CLAWK Confusion

From: Jack
Subject: CLAWK Confusion
Date: Fri, 10 Mar 2006 16:33:26 +0000
Message-ID: <1142008406.820567.85050@u72g2000cwu.googlegroups.com>

I'd be grateful if anyone can help me with this problem.

I have a working AWK script that I want to convert to CLAWK. The AWK
script is as follows:

BEGIN { FS = "\t" }
/Tax Log Report/ { next }
/Total/ { next }
/Due to rounding/ { next }
/Friday, December 10, 2004/ { next }
$1 ~ /State/ { next }
$2 ~ /JurisID/ { next }
{ s1 = "12-10-2004"
  if (trim($2) == "0") {
    dump( s1, trim($1), "", "", trim($2), trim($3), trim($4), trim($5),
\
      demonetize($6), demonetize($7), demonetize($8), demonetize($9), \
      trim($10), demonetize($11) )
  } else {
    dump( s1, trim($1), trim($2), trim($3), trim($4), trim($5),
trim($6), trim($7), \
      demonetize($8), demonetize($9), demonetize($10), demonetize($11),
\
      trim($12), demonetize($13) )
  }
}

function dump(s1, s2, s3, s4, s5, s6, s7, s8, s9, s10, s11, s12, s13,
s14) {
    printf
"\"%s\",\"%s\",\"%s\",\"%s\",\"%s\",\"%s\",\"%s\",\"%s\",\"%s\",\"%s\",\"%s\",\"%s\",\"%s\",\"%s\"\n",
\
      s1, s2, s3, s4, s5, s6, s7, s8, s9, s10, s11, s12, s13, s14
}

function trim(str) {
    gsub(/^[ \t]+/, "", str)
    gsub(/[ \t]+$/, "", str)
    return str
}

function demonetize(str) {
    str = trim(str)
    sub(/\$/, "", str)
    gsub(/\,/, "", str)
    return str
}


Using sbcl-0.9.9, Emacs and slime, I came up with the following first
try:



(in-package :clawk-user)

(install-regex-syntax)

...

(let ((reported  ()))
  (defun transform-log (report-date file)
     (setq reported report-date)
     (log2csv file))

  (defawk log2csv ()
     (BEGIN
       (setq *FS* "\\t"))
     (#/Tax Log Report/ (next))
     (#/Total/ (next))
     (#/Due to rounding/ (next))
     (reported (next))
     ((~ $1 "State") (next))
     ((~ $2 "JurisID") (next))
     (t (if (~ (trim $2) "0")
          (dump reported (trim $1) "" "" (trim $2) (trim $3) (trim $4)
(trim $5)
                (demonetize $6) (demonetize $7) (demonetize $8)
(demonetize $9)
                (trim $10) (trim $11))
          (dump reported (trim $1) (trim $2) (trim $3) (trim $4) (trim
$5)
                (trim $6) (trim $7)
                (demonetize $8) (demonetize $9) (demonetize $10)
(demonetize $11)
                (trim $12) (trim $13))))))

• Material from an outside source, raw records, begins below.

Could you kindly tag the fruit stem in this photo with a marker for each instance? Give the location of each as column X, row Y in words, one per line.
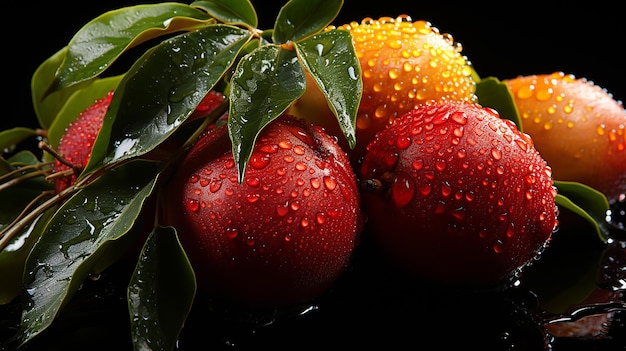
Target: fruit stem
column 44, row 146
column 39, row 171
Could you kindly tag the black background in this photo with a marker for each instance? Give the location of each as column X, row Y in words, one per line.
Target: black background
column 585, row 39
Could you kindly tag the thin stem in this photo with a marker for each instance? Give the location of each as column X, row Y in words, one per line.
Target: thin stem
column 10, row 231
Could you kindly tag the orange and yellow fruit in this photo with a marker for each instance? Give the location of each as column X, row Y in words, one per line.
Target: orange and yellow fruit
column 404, row 63
column 578, row 127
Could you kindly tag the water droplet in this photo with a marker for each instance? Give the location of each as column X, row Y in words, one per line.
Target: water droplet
column 232, row 233
column 259, row 161
column 498, row 246
column 282, row 209
column 402, row 190
column 330, row 183
column 192, row 205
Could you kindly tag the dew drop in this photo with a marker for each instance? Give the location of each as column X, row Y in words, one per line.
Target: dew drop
column 498, row 246
column 215, row 186
column 402, row 190
column 282, row 210
column 320, row 218
column 330, row 183
column 496, row 154
column 259, row 161
column 232, row 233
column 192, row 205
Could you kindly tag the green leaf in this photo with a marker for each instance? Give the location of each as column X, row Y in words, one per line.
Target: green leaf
column 162, row 89
column 77, row 236
column 13, row 201
column 299, row 19
column 13, row 257
column 331, row 60
column 101, row 41
column 265, row 84
column 493, row 93
column 47, row 106
column 9, row 138
column 161, row 292
column 230, row 11
column 77, row 103
column 590, row 204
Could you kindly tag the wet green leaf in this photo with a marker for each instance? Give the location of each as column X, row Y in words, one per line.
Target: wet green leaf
column 162, row 89
column 586, row 202
column 230, row 11
column 161, row 292
column 299, row 19
column 265, row 84
column 47, row 107
column 101, row 41
column 493, row 93
column 13, row 201
column 331, row 60
column 13, row 257
column 9, row 138
column 77, row 103
column 78, row 235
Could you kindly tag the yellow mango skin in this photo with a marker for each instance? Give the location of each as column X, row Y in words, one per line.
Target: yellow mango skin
column 577, row 126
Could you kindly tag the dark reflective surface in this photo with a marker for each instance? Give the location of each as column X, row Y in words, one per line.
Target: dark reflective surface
column 571, row 299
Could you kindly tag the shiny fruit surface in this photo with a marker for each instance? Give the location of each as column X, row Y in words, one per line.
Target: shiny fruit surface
column 578, row 127
column 457, row 195
column 404, row 63
column 284, row 234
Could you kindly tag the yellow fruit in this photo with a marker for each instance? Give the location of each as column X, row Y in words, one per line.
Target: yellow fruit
column 404, row 63
column 578, row 127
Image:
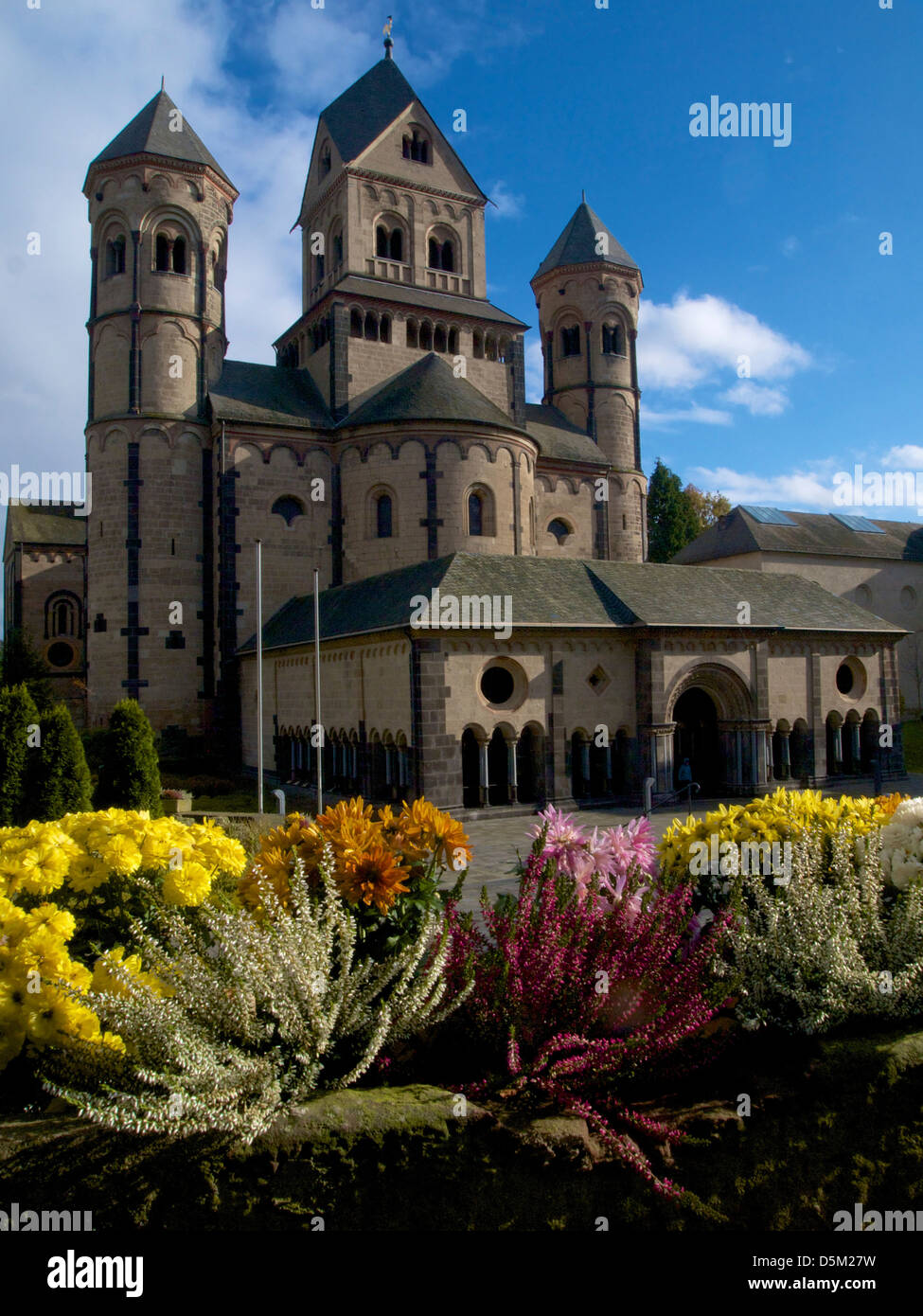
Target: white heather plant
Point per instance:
(835, 944)
(250, 1015)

(transform-log "Friday, December 10, 2004"
"/home/stranger/tax/text/20041215-21.txt")

(NOTE: Of course, I realize that there might be a problem with CLAWK
correctly matching REPORTED. However, this isn't where I currently have
an issue. Evaluating this code complains that the function NEXT is
undefined.)

I'm baffled about HOW to skip a line, a la AWK's next function.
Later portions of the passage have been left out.